In order to reduce the occurrence of digital risks, the company"s specialists use internal servers, as well as licensed software and operating systems, to store and process data. Also, the organization uses equipment that excludes the use of external media, such as disks and other drives, with which attackers can copy or download data.

The electronic and digital systems of the company undergo timely testing and updating, maintenance, which allows maintaining a high level of security and data integrity. In addition, the servers are backed up. The technical staff is properly trained.

Legal checks

Part of ensuring the security of the service are legal checks. Legal checks are aimed at analyzing the identity and activities of users whose financial transactions are suspicious, are of a non-standard nature.
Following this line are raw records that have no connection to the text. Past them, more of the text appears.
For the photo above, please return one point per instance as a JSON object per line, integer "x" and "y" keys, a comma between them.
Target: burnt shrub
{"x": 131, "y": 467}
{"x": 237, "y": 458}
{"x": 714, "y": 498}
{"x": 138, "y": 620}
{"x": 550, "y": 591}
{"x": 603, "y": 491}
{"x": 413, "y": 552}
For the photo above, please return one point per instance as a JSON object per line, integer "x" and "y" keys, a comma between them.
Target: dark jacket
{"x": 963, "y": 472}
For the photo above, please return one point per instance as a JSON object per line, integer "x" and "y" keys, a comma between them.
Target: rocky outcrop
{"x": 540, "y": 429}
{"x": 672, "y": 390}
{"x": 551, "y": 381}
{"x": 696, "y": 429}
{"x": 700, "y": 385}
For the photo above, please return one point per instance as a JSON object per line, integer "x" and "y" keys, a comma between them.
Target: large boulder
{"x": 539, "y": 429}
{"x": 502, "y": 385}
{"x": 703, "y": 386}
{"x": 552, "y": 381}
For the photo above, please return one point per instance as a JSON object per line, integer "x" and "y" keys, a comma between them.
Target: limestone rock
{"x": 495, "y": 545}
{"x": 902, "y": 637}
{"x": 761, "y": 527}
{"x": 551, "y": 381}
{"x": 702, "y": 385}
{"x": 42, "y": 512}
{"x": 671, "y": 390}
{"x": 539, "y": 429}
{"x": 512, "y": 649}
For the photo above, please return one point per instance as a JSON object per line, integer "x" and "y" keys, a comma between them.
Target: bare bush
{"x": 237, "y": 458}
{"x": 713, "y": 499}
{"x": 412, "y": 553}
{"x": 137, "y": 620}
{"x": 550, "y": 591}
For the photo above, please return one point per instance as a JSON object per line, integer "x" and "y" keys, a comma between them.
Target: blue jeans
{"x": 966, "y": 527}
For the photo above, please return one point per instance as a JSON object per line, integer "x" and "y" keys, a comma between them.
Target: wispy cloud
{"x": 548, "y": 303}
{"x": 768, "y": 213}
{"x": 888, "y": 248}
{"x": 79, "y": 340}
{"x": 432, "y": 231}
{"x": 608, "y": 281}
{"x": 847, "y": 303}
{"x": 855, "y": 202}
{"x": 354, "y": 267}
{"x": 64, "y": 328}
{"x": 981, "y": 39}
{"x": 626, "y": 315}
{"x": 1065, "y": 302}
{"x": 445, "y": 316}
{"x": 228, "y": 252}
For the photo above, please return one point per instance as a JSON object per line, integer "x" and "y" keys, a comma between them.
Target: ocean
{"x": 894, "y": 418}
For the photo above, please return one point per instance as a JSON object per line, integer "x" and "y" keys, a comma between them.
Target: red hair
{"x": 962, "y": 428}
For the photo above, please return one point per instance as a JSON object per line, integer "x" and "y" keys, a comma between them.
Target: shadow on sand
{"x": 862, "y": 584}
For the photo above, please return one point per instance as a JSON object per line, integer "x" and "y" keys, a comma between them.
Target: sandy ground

They are aimed at working with copies of documents received from clients, analyzing data and personal information.

The main feature of the AML / KYC system is the implementation of digital, legal and other checks before the start of cooperation between the client and the cryptocurrency exchange resource. In the event that the client fails to confirm his identity or submits deliberately false information, the administration has the right to refuse access to services. In the event that illegal activity is detected, information about the user and the transactions made is transferred to law enforcement officers.

CryptoTonna cryptocurrency exchange portal , the user accepts the requirements of the AML / KYC policy, which ensures the stable operation of the service and a high level of security for all users. The client provides true and complete personal information for identification, which allows excluding from the number of clients persons previously involved in illegal financial activities. This approach allows the employees of the organization to effectively combat money laundering, sponsoring terrorist activities.